Application de la règle des "3R"
1. Remplacement
Des études in vitro ont été préalablement conduites sur des cellules en culture permettant d’élucider comment agissent les toxines produites par les UPEC sur les cellules eucaryotes. le recours à l’animal est cependant irremplaçable car aucun autre modèle ou tube à essai ne permet d’évaluer les répercussions des stress psychologique et nutritionnel sur la survenue et la sévérité des IVU. une veille scientifique sera mise en oeuvre pour identifier toute méthode scientifique alternative à l’expérimentation animale dans le domaine et afin de ne pas reproduire des études déjà menées.
2. Réduction
Le nombre d’animaux a été limité au maximum (n=10 animaux/groupe). Afin d’obtenir des résultats relevants et statistiquement interprétables, nous prévoyons un nombre similaire d’animaux par groupe dans ce projet. Un calcul de test de puissance statistique (Erreur type I = 0.05) effectué à partir d’expérimentations précédentes conduite sur le même format (expérimentation d’infection urinaire avec plusieurs souches UPEC) a mis en évidence qu’un nombre de 10 souris par groupe est nécessaire pour mettre en évidence une modulation significative des scores cliniques. L’utilisation de l’IVIS (in vivo imaging system), un système d’imagerie tomographique sur animal vigile permettra de visualiser des marqueurs fluorescents ou bioluminescent, dans notre cas des bactéries, dans les différents organes de la souris (vessie, rein, …) sur des animaux vivants endormis à l’isoflurane. Une bonne corrélation entre le signal de bioluminescence et le nombre de bactéries retrouvées dans les organes par analyse microbiologique a été établi dans des expériences précédentes. Cet outil nous permettra de suivre le niveau d’infection des souris de manière longitudinale sans les euthanasier, nous permettant ainsi de réduire le nombre d’animaux.
3. Raffinement
Le suivi expérimental repose sur des techniques non-invasives. Le bien-être de l’animal sera en permanence au centre de nos préoccupations. Il y aura une pesée avant le début de l’expérimentation et à des temps définis après le début de l’expérience afin de s’assurer d’une perte de poids inférieure à 15%. Nous serons attentifs à d’éventuels signes de souffrance et mettrons en place une grille d’évaluation. La grille d’évaluation comprendra les points suivants : – qualité du poil (lisse/hérissé; propre/sale) – pertes de poids (supérieure ou pas à 15%) – prostration : l’animal sera mis sur la main de l’expérimentateur (mesure de la vivacité: curieux (redresse la tête, sens en alerte) / prostré (mise en boule, recroquevillé); mesure de la mobilité: mouvement exploratoire se déplaçant sur la main / pas de mouvement) – comportement alimentaire perturbé : présence de déchet alimentaire dans la cage, poids de l’aliment restant traduisant une perte de la prise alimentaire, prise hydrique traduisant une déshydratation – mouvement dans la cage (sociabilité, exploration de l’environnement) – observation des selles : normales, molles, présence de diarrhées avec ou sans sang, fréquence des diarrhées et durée (épisodique, courante, en continue). Si un point limite est atteint alors la procédure s’arrêtera et l’animal sera mis à mort et autopsié. Les animaux seront hébergés en présence d’un enrichissement (même quantité de coton dans toutes les cages). Le prélèvement de fèces ou d’urine sur animaux vigiles n’induit pas de douleur. Une habituation à la contention sera réalisée avant les prélèvements.
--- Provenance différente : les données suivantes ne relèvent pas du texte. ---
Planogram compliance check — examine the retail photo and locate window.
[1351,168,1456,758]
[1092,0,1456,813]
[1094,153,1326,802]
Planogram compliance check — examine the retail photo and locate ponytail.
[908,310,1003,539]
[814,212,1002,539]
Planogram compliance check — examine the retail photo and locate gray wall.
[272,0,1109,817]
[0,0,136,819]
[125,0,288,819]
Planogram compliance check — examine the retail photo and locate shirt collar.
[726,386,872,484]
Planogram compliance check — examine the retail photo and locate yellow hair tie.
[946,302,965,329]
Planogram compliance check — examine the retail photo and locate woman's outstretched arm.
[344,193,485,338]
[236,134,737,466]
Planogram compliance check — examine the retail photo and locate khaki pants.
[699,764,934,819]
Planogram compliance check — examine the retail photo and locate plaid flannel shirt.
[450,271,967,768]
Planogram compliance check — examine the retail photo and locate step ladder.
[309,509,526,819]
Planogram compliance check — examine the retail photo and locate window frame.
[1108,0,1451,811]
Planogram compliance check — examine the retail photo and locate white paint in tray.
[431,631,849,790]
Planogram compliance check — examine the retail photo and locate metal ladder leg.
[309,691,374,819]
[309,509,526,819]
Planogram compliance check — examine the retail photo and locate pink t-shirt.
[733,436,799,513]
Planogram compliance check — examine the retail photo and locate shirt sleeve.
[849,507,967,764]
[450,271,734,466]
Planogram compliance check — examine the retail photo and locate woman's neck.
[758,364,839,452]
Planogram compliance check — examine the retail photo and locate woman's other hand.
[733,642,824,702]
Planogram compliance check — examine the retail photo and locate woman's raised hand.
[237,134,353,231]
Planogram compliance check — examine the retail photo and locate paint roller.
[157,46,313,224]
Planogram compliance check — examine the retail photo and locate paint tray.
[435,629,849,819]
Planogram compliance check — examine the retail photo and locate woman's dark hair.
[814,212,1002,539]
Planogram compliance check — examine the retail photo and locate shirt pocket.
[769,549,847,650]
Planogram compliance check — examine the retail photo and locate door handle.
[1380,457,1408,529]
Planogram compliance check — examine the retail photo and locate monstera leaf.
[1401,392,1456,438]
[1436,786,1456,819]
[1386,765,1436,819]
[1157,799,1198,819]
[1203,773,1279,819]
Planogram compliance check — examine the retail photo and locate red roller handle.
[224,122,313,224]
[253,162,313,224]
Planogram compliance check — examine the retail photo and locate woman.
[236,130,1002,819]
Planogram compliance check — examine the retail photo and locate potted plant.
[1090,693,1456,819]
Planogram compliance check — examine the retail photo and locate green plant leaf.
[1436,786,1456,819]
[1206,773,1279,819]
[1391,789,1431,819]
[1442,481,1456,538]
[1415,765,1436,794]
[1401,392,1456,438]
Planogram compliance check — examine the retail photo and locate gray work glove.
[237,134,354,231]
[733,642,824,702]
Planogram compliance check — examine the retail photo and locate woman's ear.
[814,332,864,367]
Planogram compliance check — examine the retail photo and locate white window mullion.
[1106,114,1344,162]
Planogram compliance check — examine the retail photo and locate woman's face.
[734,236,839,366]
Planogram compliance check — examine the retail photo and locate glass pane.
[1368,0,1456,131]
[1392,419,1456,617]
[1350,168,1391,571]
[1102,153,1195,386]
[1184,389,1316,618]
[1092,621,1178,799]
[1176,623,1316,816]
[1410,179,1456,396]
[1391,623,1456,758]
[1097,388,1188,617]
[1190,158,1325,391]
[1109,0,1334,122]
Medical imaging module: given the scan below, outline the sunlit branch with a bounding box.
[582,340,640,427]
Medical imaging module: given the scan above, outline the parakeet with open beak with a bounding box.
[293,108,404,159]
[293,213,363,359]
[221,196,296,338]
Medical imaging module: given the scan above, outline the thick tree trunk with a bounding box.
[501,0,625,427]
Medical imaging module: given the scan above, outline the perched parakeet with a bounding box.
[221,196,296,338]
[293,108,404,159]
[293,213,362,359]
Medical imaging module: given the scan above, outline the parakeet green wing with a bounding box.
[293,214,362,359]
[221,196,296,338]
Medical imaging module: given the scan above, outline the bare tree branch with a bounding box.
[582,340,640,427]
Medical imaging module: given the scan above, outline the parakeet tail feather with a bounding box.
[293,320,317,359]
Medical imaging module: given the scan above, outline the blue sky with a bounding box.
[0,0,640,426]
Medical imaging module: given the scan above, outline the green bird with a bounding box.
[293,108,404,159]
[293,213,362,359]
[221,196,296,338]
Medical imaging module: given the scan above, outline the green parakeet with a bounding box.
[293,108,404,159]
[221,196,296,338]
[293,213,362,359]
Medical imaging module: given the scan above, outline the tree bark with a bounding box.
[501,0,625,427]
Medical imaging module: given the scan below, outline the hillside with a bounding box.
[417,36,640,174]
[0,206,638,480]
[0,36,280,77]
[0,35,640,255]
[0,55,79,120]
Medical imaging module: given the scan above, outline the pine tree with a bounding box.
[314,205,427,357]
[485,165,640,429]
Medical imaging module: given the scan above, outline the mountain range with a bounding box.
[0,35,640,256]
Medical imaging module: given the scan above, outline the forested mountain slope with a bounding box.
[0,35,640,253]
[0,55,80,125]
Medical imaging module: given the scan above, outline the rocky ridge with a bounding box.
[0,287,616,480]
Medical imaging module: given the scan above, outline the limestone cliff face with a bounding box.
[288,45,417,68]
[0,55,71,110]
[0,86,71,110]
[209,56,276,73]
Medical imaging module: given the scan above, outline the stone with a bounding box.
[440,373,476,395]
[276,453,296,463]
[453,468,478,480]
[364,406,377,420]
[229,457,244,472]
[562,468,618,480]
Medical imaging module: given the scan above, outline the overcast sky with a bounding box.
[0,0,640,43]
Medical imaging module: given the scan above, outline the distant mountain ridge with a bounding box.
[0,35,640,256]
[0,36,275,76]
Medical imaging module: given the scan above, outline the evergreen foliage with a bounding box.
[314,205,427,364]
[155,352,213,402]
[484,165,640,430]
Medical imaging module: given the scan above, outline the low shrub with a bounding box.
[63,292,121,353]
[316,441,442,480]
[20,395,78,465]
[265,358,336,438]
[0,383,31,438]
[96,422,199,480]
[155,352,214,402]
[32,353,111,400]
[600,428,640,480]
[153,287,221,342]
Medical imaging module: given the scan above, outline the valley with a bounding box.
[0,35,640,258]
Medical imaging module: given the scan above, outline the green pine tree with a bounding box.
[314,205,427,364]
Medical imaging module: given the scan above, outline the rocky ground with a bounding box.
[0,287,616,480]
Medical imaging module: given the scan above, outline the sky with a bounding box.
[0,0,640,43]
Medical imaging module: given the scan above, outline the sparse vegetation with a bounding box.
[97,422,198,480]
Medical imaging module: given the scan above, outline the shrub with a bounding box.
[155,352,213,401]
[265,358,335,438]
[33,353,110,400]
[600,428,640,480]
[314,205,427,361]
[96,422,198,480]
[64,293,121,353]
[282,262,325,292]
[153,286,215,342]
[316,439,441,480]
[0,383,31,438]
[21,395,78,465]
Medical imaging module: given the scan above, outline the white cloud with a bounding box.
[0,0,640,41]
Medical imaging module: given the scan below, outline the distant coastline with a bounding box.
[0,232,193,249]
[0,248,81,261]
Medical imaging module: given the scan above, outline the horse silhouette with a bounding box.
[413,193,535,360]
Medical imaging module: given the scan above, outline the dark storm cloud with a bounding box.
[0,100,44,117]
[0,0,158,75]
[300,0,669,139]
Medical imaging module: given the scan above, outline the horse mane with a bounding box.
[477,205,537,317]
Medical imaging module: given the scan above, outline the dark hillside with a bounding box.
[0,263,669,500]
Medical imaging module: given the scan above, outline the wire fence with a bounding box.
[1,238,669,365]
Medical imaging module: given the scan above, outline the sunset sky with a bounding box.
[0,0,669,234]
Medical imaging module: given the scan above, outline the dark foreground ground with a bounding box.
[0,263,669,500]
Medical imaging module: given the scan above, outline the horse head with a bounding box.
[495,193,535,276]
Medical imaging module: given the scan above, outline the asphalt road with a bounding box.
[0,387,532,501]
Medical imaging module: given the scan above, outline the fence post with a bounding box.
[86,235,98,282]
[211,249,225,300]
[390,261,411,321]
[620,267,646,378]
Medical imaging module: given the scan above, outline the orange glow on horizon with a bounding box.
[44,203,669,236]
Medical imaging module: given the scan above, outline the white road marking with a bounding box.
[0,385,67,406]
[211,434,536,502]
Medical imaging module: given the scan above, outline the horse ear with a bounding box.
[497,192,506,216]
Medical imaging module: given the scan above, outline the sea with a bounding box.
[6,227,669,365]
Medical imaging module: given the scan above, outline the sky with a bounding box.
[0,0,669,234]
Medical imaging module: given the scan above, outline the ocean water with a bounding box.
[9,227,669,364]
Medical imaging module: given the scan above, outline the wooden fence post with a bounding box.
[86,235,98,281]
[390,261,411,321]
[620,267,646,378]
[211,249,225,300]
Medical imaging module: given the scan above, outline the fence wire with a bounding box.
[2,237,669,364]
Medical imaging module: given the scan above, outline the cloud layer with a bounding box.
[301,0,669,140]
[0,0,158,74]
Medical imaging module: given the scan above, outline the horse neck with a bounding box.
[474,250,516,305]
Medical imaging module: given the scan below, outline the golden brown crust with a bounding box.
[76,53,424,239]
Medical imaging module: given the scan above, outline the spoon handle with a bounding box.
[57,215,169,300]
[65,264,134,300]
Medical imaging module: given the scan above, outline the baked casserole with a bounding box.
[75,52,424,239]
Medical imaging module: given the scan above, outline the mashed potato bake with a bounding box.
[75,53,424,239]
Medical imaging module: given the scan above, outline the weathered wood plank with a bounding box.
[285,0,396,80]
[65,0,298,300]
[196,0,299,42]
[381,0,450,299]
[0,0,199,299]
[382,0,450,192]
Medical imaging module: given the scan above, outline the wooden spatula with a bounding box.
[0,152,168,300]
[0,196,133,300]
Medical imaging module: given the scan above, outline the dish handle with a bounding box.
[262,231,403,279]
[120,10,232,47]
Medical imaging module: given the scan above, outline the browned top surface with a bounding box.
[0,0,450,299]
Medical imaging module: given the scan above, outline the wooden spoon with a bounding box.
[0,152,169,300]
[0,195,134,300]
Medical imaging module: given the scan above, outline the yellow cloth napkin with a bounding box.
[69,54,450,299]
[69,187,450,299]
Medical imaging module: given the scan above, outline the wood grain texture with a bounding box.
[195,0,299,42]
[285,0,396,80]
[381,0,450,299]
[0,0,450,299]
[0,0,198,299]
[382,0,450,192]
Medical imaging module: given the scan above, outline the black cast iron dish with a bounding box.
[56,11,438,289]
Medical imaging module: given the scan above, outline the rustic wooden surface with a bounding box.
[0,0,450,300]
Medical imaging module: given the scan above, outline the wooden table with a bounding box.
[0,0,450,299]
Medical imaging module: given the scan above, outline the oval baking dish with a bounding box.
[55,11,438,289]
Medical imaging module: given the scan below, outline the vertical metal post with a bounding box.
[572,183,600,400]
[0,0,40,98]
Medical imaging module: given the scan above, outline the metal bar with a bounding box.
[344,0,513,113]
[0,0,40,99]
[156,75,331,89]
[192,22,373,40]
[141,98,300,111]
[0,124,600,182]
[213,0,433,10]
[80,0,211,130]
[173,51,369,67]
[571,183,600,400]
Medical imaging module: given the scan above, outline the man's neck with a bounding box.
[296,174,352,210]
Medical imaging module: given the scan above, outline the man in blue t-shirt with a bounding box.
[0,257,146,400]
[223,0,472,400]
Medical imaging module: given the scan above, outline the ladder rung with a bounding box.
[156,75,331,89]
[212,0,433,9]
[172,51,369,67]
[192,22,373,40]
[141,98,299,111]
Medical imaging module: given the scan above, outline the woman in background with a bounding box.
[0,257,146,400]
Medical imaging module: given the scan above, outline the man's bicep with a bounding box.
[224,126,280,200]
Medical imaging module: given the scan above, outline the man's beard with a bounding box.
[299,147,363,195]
Expliquer le choix des espèces et les stades de développement y afférents.
la souris présente des caractéristiques physiopathologiques proches de l’espèce humaine. Nous utiliserons des souris femelles car les IVU touchent 30 fois plus de femmes que les hommes. Nous travaillerons sur des animaux jeunes adultes post-sevrage entre 4 et 7 semaines en début d’expérimentation.